Hi Wellworth and well done navigating across to this corner of the Community.

As I said in your post in the New to Community, I don't have What Is MDS but for some context I was diagnosed way back in 1999 at 43 with a rare (8 in a million) incurable but treatable type of Cutaneous T-Cell NHL (a type of slow growing Low-grade non-Hodgkin lymphoma) ……. eventually reaching Stage 4a in late 2013 when a second, also rare (4 in a million) type of aggressive Peripheral T-Cell - Not Otherwise Specified NHL (a type of fast growing High-grade non-Hodgkin lymphoma) was then presenting so although my Blood Cancer ‘type’ is different I most definitely appreciate the challenges of this journey rather well.

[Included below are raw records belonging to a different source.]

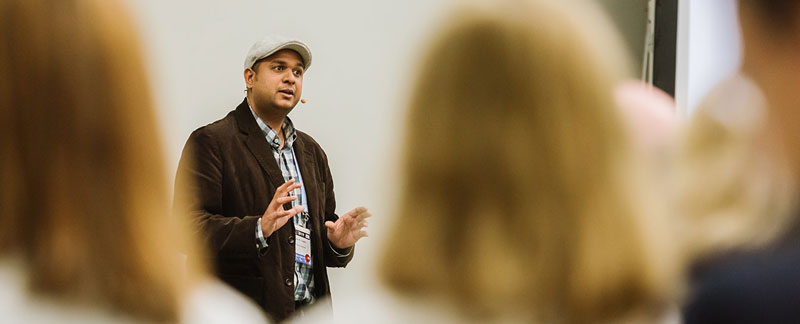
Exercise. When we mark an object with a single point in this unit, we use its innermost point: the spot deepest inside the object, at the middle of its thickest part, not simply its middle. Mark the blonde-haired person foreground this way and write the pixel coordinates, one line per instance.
(520, 201)
(85, 234)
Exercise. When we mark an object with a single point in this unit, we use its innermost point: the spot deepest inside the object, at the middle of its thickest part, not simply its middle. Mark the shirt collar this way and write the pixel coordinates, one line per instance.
(272, 136)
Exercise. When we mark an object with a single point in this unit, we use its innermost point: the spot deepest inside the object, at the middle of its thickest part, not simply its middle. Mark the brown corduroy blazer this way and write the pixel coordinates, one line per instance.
(232, 175)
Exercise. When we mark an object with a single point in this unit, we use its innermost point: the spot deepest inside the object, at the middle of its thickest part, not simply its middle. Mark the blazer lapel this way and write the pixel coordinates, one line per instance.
(257, 144)
(305, 159)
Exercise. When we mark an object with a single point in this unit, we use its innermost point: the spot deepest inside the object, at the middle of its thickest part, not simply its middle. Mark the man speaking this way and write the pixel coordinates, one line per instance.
(262, 192)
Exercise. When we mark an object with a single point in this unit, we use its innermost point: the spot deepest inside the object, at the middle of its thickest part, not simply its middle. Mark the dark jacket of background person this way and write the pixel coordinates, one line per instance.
(755, 287)
(230, 167)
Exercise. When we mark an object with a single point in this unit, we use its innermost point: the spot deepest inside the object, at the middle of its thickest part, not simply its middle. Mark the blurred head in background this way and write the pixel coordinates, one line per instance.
(771, 34)
(83, 196)
(520, 193)
(734, 184)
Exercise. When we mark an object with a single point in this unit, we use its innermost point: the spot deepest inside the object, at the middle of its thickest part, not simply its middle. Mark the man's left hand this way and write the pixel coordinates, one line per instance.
(349, 228)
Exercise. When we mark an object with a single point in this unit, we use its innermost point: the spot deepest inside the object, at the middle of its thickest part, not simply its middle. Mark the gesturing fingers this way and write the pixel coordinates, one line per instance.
(286, 188)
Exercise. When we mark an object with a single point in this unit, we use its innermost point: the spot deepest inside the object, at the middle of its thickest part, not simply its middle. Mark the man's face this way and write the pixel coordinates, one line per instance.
(277, 82)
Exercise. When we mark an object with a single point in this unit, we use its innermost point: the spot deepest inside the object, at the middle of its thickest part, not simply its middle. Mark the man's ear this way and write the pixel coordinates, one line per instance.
(249, 77)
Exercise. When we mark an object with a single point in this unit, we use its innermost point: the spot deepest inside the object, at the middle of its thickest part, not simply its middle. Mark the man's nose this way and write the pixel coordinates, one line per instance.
(289, 78)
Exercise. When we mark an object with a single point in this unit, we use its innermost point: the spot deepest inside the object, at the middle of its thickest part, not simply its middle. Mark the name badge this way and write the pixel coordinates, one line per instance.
(302, 238)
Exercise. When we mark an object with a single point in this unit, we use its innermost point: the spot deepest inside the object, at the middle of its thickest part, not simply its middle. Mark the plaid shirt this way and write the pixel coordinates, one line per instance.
(303, 274)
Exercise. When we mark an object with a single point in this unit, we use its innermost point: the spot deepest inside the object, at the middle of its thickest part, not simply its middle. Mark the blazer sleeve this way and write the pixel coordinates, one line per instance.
(332, 259)
(198, 191)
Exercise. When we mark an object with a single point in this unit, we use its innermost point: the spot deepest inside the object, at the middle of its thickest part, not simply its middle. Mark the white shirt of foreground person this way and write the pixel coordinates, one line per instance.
(211, 303)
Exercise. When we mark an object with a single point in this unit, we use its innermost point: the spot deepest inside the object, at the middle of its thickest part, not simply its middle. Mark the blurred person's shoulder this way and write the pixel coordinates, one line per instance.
(19, 305)
(379, 306)
(214, 302)
(757, 287)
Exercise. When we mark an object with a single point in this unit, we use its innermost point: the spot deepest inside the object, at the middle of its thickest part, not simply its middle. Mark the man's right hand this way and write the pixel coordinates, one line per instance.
(275, 216)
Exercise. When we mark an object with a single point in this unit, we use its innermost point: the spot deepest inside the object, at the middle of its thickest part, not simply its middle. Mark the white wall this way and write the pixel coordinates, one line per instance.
(363, 56)
(709, 49)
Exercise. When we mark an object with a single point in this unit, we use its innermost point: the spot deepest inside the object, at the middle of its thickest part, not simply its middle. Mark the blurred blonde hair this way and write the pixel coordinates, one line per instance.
(520, 190)
(83, 201)
(734, 187)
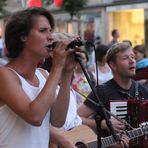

So let’s look for the group members to pick up on your post. There are a number of active group members at the moment so why not click on the main ‘Main Group’ title and this will bring up all the group posts.

Have a look at the posts and as always you can hit reply to any post and connect in with the wider group conversations.

The Macmillan Support Line is open between 8am-8pm (timings may differ across services) 7 days a week - getting in touch from outside of mainland UK....... use +44 207 0912230  email or live webchat…… this service provides cancer information, practical information, emotional support, benefits/financial/work guidance or just a listening ear.

You may also find our Ask an Expert section helpful but do allow a few working days for a reply.

You may also want to check out MDS Support UK for some good information and have various support platforms.

Always around if you need further help or just want to talk.

PS: I see that you have not actually joined this group. Joining will ensure that you get  notifications when people post in the group....... just look for the [Black - Click to Join - Banner] at the bottom of the page, click in this box and this will then confirm that you have joined the group.

I hope it is ok to post a link to a support group outside of MacMillan.  I have found MDS UK Patient Support Group incredibly useful.  https://mdspatientsupport.org.uk/

They have Zoom sessions for particular topics which are with experts in the field.  They gave me advice about how to get a second opinion and which are the UK experts in MDS to approach and how to do it.  They are amazing.

Hi Wellworth, I also have MDS. I was diagnosed in March 2015 and shortly after I was diagnosed with a severe spinal stenosis condition which put me in a wheelchair for 6 years. I have treatment 3 times a week at home by self injections. My bloods have been up and down for 10 years but recently my bone marrow has gone haywire and there's not much left to do because I'm on maximum treatment of Aranesp. If you click on my username it'll take you to my profile page. 

When I first saw your username, Wellworth, I thought to myself there's a name from the past. You mentioned that you are attending the cancer hospital in Belfast and that made me smile because I was born in Belfast almost 67 years ago and lived in the Shore Road area, then when I was 7 we moved to Ballysillan. I married my wife in 1979 and after a brief 5 year stay in Bangor we moved to her birth area of Killinchy and we're still here. If I can find where I click for a friendship request I'll send it and then it's up to you to accept. 

Speak soon Wellworth.

Sorry Mike, I didn't know that I was replying to you when I thought I was replying to Wellworth. I'm a bit rusty after 2 years away as my wife had a cancer diagnosis and was very ill so I dedicated my time to help her.

Good to see your name again.

Btw I read your updated profile and I am in awe of you in respect of what you have gone through so far.

Tvman 

No problems tvman it’s just great to see you are still alive and kicking……. as I am officially Incurable, although I am not a member I do have a look in the Incurables Group from time to time and see your posts and know about the journey your family have been on.